Wednesday, May 22, 2013

Shopping with kids

Being out with 4 kids ages 5 and under can either go really well or really bad. 
Most shopping trips are somewhere in between. 

God bless Costco for making a shopping cart that fits 4 kids.

Sometimes all 4 kids are whining or crying or fighting and I am sweating trying to get out of the store as fast as I can. 
75% of all shopping trips end with at least one kid being banished to sit in the cart with their mouth shut and their hands folded. 
And every now and then we have a really peaceful shopping trip where all 4 kids do really, really well.

The other day I was at Target with the kids.
It was a fairly normal shopping trip (no major meltdowns or anything).
In the 20 minutes I was there six people made comments to me.
They were as follows...
1. and 2. "Wow, you have your hands full." (I got this one twice)
3. "Hey only one more and you'd have a basketball team. So you might as well have one more. Are you going to have any more?" (I'm pretty sure there are more than 7 people on a basketball team)
4. "Wow, you are serious stuff. I only have two and I'm going crazy. I don't know how you do it with four."
5. "Wow, 4 kids! And they are so well behaved. Normally I see people's kids climbing out of the cart and screaming." To which I replied..."Good thing you didn't see me a few minutes ago."
6. "You are busy!"

Lol! Every time I go out with the kids someone says something but I don't think I have ever gotten this many comments in one trip. It was so funny!  
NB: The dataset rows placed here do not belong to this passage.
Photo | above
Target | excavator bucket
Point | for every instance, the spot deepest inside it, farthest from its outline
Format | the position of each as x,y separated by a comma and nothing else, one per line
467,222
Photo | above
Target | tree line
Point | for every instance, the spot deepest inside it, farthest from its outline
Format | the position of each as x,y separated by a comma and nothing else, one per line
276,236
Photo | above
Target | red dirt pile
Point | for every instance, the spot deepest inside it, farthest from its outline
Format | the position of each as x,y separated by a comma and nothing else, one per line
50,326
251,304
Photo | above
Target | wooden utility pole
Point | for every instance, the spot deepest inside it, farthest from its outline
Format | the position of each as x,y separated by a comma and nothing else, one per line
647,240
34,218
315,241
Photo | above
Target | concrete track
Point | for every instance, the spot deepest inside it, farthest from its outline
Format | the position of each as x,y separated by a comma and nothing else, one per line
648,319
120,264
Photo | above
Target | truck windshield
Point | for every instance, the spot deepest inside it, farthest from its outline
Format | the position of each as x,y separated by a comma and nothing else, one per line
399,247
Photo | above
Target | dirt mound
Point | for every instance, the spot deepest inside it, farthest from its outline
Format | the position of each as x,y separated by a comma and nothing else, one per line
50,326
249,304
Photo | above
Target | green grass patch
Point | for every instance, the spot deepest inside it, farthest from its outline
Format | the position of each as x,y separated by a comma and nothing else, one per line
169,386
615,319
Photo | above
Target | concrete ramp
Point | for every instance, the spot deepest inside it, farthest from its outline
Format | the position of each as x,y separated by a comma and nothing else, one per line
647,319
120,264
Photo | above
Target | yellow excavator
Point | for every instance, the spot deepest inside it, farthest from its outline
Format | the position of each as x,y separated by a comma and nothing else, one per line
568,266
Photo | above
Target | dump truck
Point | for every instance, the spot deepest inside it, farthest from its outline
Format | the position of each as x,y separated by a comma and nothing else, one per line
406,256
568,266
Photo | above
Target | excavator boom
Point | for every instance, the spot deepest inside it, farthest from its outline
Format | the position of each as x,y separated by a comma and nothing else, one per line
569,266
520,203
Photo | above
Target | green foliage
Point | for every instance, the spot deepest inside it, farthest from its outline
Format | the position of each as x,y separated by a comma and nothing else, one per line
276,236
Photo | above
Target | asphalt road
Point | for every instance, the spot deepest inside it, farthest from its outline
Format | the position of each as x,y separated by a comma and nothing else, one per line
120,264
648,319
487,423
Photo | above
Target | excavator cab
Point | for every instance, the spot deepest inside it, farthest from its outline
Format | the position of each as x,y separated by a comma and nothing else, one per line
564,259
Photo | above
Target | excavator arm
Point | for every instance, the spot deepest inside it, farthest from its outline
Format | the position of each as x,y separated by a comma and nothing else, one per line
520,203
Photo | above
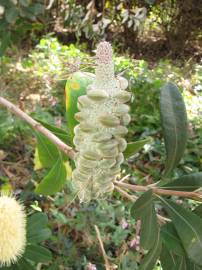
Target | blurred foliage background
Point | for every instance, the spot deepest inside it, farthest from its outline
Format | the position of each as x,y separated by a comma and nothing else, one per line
41,44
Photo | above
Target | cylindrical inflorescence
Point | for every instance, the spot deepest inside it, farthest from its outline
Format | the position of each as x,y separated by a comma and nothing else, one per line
13,230
99,137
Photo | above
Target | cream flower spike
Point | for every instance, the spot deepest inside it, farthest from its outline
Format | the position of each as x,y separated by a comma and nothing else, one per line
99,140
12,230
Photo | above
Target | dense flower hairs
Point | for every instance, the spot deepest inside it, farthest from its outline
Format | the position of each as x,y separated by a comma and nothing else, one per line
98,139
12,230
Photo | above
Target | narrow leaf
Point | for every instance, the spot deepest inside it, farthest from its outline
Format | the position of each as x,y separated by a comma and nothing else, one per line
143,209
189,228
171,239
174,122
149,228
134,147
189,182
152,256
54,180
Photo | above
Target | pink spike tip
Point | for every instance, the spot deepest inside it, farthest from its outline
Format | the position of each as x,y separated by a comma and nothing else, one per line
104,53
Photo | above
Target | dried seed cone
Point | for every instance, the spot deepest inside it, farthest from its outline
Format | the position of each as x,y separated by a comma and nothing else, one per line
12,230
99,136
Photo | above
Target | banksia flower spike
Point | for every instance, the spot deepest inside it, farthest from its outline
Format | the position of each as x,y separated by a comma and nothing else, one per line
99,140
12,230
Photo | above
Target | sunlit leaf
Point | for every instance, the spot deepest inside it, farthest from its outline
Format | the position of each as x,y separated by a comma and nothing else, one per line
143,209
134,147
189,228
189,182
174,122
76,86
152,256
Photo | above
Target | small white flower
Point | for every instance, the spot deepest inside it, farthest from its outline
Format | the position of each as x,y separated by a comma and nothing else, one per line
99,136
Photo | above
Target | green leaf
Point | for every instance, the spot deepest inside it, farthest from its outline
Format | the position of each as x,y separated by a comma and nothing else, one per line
76,86
142,203
189,182
152,256
60,133
11,15
171,239
37,230
37,222
174,122
168,259
5,42
37,237
37,254
135,147
149,228
198,210
143,209
47,152
54,180
189,228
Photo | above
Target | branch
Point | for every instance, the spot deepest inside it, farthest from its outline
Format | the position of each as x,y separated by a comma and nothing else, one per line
192,195
107,265
37,126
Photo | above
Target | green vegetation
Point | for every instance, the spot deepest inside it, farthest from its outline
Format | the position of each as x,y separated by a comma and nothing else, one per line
45,47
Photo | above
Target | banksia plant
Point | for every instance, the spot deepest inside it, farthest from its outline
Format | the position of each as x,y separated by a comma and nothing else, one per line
99,137
12,230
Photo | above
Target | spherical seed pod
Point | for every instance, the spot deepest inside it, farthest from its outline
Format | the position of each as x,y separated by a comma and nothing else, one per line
97,95
109,120
115,170
123,96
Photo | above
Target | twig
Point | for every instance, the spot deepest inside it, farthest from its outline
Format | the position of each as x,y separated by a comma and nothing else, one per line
107,265
159,191
125,194
37,126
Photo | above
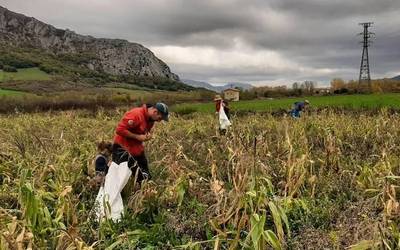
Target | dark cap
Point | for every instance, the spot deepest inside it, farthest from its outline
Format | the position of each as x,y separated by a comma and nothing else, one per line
163,109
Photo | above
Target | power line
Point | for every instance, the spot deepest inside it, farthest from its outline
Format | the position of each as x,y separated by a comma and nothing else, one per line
364,67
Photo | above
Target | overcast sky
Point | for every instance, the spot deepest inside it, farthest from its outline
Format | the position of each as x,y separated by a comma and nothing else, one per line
260,42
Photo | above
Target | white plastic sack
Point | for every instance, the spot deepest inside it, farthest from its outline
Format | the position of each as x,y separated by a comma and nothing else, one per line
109,201
224,122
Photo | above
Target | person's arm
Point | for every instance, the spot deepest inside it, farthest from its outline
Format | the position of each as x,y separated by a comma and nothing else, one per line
130,122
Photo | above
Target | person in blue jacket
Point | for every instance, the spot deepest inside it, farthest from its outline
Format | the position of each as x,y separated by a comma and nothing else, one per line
298,107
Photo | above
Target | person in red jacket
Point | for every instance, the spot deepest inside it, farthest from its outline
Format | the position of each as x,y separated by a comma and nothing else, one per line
218,102
131,132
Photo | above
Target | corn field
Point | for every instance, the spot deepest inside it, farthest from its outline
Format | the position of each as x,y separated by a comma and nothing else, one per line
327,180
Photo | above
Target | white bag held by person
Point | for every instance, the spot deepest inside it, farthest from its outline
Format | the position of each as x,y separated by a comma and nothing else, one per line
224,122
109,201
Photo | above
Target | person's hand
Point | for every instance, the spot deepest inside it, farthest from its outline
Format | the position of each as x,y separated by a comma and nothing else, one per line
148,136
141,137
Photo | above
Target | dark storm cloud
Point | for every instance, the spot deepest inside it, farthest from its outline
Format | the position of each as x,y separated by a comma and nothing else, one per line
258,41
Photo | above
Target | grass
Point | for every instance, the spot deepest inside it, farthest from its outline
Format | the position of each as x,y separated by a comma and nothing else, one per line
24,75
328,180
10,93
344,101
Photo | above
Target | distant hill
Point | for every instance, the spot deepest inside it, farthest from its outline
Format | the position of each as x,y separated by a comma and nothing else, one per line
396,78
26,41
216,88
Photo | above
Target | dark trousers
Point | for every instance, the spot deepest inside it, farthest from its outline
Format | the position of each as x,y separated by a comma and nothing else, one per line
135,163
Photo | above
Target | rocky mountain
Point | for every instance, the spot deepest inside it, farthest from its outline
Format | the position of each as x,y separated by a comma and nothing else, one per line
216,88
113,56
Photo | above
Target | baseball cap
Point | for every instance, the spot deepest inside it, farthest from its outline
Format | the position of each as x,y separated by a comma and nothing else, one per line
163,109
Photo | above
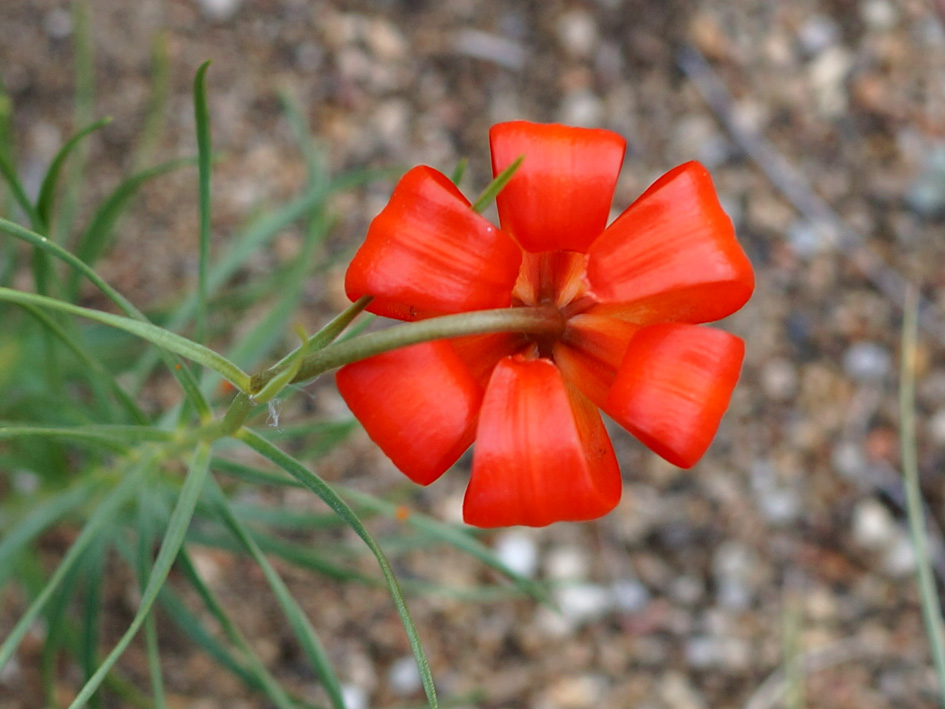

Proof that all Target shopping trips don't go smoothly.
Madelyn, a bottle of opened sunscreen plus a crying baby. 
Just keeping it real people. 

What is the funniest thing any one has ever told you while you were out with your kids?


Chiara said...

Only the brave... ;)

I don't go shopping with my two crazy boys because when they're together, they are too much carzy! :)

So, shopping with kids only with my husband, or with one kid!.


Megan said...

Nearly every day, I get asked (at least once) if my boys (who are 27 months apart!) if they're twins. The conversation usually goes something like this:

Them: Are they twins?
Me: Nope
Them: WOW! Are you sure?!
Me: Uh... yep. I was there.
Them: Oh. Right. But WOW!
Me: Both times... More than two years apart.
Them: But they look so much alike!
Me: Well, they're brothers... like... from the same parents. DNA is pretty amazing stuff, right?

One day, I got the twins question from three different people within a fifteen minute period, and I had had enough. I couldn't help myself. By the third person, I said "Yep, they are. I just like to give that one (pointing to my oldest) Miracle Grow in his Cheerios." and giggled as I walked away.

Ask a silly question, get a silly answer :)

Kathy said...

One time I was at a new church and a lady said to me, "Your little girl looks just like you. She doesn't look like your husband at all!" I was with my boyfriend and she was his daughter, not mine. Amazing how some people can see anything they want.

There were 10 of us kids growing up. The most often heard comment was, "Your parents didn't have much to do, did they?"

My sister and I are 19 months apart and we got the twin question ALL the time!

Paula said...

I have a dark complexion and my husband is really fair. When I'm at the park with my daughter, I've been asked how many times a week I take care of, "every day, every hour...she's my daughter."

ashley emmett said...

I have perfected the grocery store with all of them. I get those obnoxious car carts and strap two in the front (if you don't buckle them in they will escape) and the other in the child seat on top. I tell them if they behave I will get them a cookie in the bakery. Start on the opposite side of the store from the bakery and make it your lat stop. The behave in hopes of a cookie (which are free) and they quietly munch on them while I go through the check stand! It's the perfect solution!